Board of Education President Pam Walsh noted that jobs, student experience and housing affordability all hang in the balance. Credit: CATHERINE McLAUGHLIN / Monitor

I am an art teacher in the Concord School District’s public schools. I am also a parent and a taxpayer in this community.

That is why I cannot stay silent as our district faces the loss of 42 teaching positions. Among those cuts are two positions in the arts.

Forty-two teachers is not a minor adjustment. It is not “tightening the belt.” It is a crisis. And for the students, families and educators of Concord, it represents something far greater than numbers on a spreadsheet.

What makes this moment especially painful is the timing.

This is Youth Art Month, when Concord proudly celebrates student creativity and publicly affirms the value of arts education. Right now, our district’s Annual Youth Art Month Show is on display at the City Wide Community Center, showcasing student artwork across grade levels and highlighting Concord’s stated commitment to fostering creativity through arts education. The exhibit runs through March 31.

And yet, at the very same time, two of the 42 teaching positions being cut are in the arts.

That contradiction should stop all of us in our tracks.

As a middle school art teacher, I see every day what public education provides that cannot be measured by test scores or budget lines. I see students come into my classroom carrying stress, anxiety, grief, frustration and self-doubt, and find a place where they can breathe. I see students who struggle in traditional academic settings discover confidence through creativity. I see students who feel invisible elsewhere finally feel seen.

The arts are not an extra. They are not a luxury. They are part of what makes school meaningful, humane and engaging for so many children.

But this is not just about the arts.

When a district loses 42 teaching positions, every student feels it. Class sizes grow. Course offerings shrink. Teachers are stretched thinner. Relationships disappear. Support becomes harder to provide. The students who need the most stability and connection often feel the loss first and most deeply.

As a teacher, I know what these cuts look like inside a school building. As a parent, I know what they mean for families who depend on strong, stable public schools. As a taxpayer, I know public education is one of the most important investments we make together.

That is why this moment feels so heartbreaking.

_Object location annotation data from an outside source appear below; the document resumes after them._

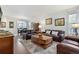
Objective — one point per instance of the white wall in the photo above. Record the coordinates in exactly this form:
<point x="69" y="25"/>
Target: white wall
<point x="7" y="19"/>
<point x="64" y="14"/>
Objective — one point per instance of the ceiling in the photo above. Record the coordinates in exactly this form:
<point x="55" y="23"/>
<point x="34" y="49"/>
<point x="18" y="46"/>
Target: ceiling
<point x="33" y="11"/>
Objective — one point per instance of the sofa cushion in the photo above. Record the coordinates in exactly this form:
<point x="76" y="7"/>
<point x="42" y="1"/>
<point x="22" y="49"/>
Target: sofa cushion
<point x="54" y="33"/>
<point x="48" y="32"/>
<point x="71" y="42"/>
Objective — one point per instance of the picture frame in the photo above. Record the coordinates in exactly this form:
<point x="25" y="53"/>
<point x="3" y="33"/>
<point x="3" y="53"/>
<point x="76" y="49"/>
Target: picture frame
<point x="11" y="24"/>
<point x="2" y="24"/>
<point x="60" y="22"/>
<point x="48" y="21"/>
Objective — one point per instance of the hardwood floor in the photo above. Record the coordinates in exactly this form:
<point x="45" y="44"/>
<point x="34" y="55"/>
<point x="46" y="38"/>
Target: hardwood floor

Districts like ours are being forced into impossible decisions as federal and state support shrinks and public dollars are increasingly diverted away from traditional public schools, often in the name of “choice.” But what about the families who choose public schools? What about the taxpayers who believe their money should strengthen the schools that serve every child?

Public schools do not get to choose only the easiest students to teach. They welcome everyone: students with disabilities, English learners, children living through trauma, children who need meals, children who need consistency, and children who simply need to know that they matter.

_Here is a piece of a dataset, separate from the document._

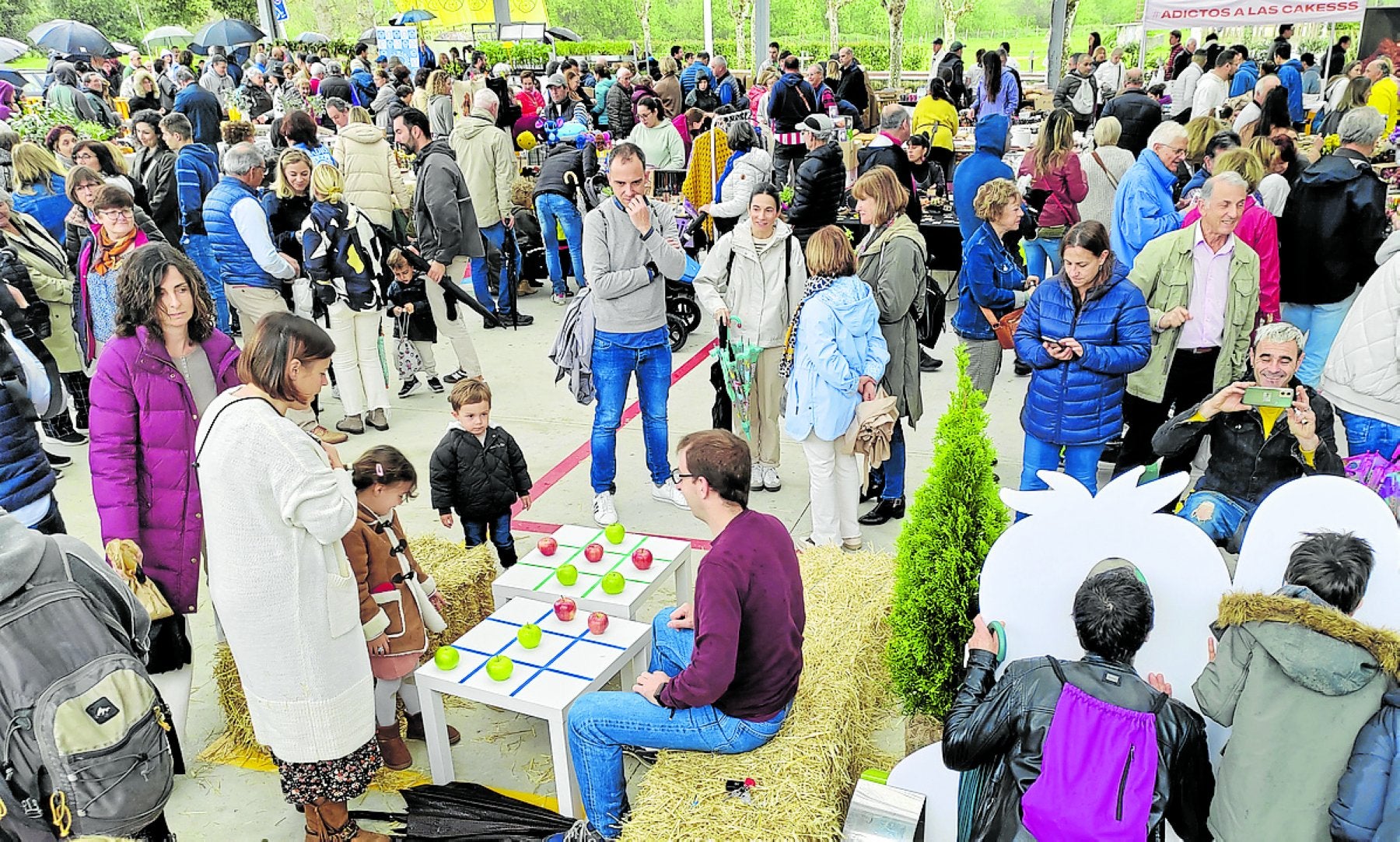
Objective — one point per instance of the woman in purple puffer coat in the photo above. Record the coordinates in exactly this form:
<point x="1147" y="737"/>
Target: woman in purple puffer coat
<point x="164" y="364"/>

Public schools are one of the few places left where every child is supposed to belong.

When we underfund them, we are not just cutting positions. We are weakening one of the most important institutions in our community. And when the arts are among those cuts, we send a painful message that creativity, expression and joy are expendable. They are not.

The arts teach persistence, problem-solving, innovation, empathy and resilience. They give students a voice when words fail them. For some children, the art room is the place where they feel safest, most capable and most connected to school.

In uncertain times, those spaces matter even more.

Concord is a community that says it values children, education, and opportunity. If that is true, then we must be willing to defend the schools that make those values real.

I am not writing this only as an art teacher concerned about my field. I am writing as someone who stands in all three roles: a teacher who sees what students need every day, a parent who wants strong schools for all children and a taxpayer who believes public dollars should be used to protect public education, not hollow it out piece by piece.

Forty-two teaching positions is not just a number. It is 42 relationships, 42 sources of stability, 42 adults who help children learn, grow and feel known.

If we allow cuts like this to become normal, we will wake up one day and realize we did not just lose staff. We lost the kind of public school system our children deserve.

Our children are worth more than this. 

Somayeh Kashian is an art teacher at Rundlett Middle School.